Two parents vanish while reading their daughter the nursery rhyme Ring a Ring a Roses'. Sapphire and Steel arrive and try and return the parents while the two children get in the way. Eventually Steel uses the younger one (singing 'This is the House that Jack Built') as bait. A third 'element', Lead, turns up half way through to further annoy Steel.
Memorable scenes include a policeman stuck in a time loop and all the clocks stopping.
Known as either 'The Train Station' or 'The Soldier', this adventure lasted a whopping eight episodes.
Sapphire and Steel arrive at an abandoned railway station, where they find a ghost hunter. He is trying to communicate with the ghosts in the station, while Sapphire and Steel want to get rid of them. To send the ghosts on their way Steel does a deal with a demon which proves how little he values human life.
The adventure is memorable for Steel hanging from WW I barbed wire and his skip of joy at a job well done at the end.
This adventure lasted for four episodes and is known by the titles 'Animals', 'The Time Capsule' or 'The Creatures' Revenge'.
While being memorable for introducing Silver (a smarmy technical genius), this one, about time travellers from the future attacked by their own technology, has three quite interesting episodes of build up followed by a really poor finale.
It is also unfortunately memorable for Steel being attacked by a pillow.
This episode has four episodes and is known as 'The Man Without a Face', 'Photographs' or 'Pictures'.
Sapphire and Steel arrive at a bric-a-brac shop, where sepia coloured children play in the backyard. They are investigating the disappearance of the landlord, and one of the tenants of the upstairs flats.
The story includes a character who, it is suggested, might be working as a prostitute. It also features the disturbing sight of a man with no face, Sapphire and Steel being trapped in a photograph, someone else being burned to death inside a photograph, and the line:
Find every photograph ever taken of you. Burn them. Never have another one taken.

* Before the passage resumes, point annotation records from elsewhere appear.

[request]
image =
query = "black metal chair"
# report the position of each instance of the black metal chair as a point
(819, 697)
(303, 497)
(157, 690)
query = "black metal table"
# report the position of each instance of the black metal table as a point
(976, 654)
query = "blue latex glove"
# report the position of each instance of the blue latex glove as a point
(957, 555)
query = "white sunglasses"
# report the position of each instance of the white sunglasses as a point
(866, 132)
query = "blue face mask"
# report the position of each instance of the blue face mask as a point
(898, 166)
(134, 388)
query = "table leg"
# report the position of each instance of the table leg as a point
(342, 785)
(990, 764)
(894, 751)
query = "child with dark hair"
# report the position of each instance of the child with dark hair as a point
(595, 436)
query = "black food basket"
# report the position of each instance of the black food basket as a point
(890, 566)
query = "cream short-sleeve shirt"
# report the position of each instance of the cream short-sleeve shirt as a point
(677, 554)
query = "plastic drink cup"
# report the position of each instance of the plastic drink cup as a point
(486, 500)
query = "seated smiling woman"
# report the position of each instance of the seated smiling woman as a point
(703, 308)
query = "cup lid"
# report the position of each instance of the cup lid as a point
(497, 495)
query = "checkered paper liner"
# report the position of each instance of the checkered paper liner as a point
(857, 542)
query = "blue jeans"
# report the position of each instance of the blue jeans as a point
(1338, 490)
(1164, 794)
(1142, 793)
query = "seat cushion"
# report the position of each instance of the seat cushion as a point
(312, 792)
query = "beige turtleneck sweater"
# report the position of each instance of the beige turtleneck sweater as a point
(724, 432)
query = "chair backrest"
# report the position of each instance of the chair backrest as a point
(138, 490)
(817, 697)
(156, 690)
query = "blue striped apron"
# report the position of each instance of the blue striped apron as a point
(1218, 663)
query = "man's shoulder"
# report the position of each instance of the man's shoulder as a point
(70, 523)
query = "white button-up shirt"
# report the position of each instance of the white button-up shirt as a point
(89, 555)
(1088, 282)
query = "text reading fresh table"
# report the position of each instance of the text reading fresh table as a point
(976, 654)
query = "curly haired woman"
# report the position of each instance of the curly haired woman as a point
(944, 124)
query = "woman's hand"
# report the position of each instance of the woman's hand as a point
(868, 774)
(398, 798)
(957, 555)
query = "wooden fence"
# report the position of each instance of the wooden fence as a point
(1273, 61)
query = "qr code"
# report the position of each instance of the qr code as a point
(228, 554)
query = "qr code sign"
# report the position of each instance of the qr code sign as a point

This particular adventure is divided into six episodes. Titles used by fans include 'Dr McDee Must Die' and 'The Dinner Party'.
A rich industrialist has a 1930s party to celebrate the anniversary of his company. Guests start to die off, youngest first, as something tries to change history and wipe out humanity.
Memorable bits include the childlike joy of Brass with his new powers and the looping finale.
This, the last adventure, was divided into four episodes and goes under a number of names, including 'The café' and 'The Petrol Station', though it's more commonly known by a name that might potentially spoil the plot for some people, so if you want to know, follow this footnote to find out2 .
Sapphire, Steel and Silver arrive at a petrol station frozen in time. The building is from the 1980s, but there is a car and two passengers from the 1940s, an old man out back who can see them as ghosts (and claims to be from the 1920s) and a tinker from the 1950s.
Which time period is the 'real' one, how can the people get everyone back to their own times, and will Silver learn to lose on the fruit machine?
Sapphire and Steel was top stuff. Very British, with heavy scripts and limited action, but something to put you off singing nursery rhymes or owning anything old. It is, unfortunately, best remembered for being confusing, due to a lot of the abstract concepts at play within the show's framework.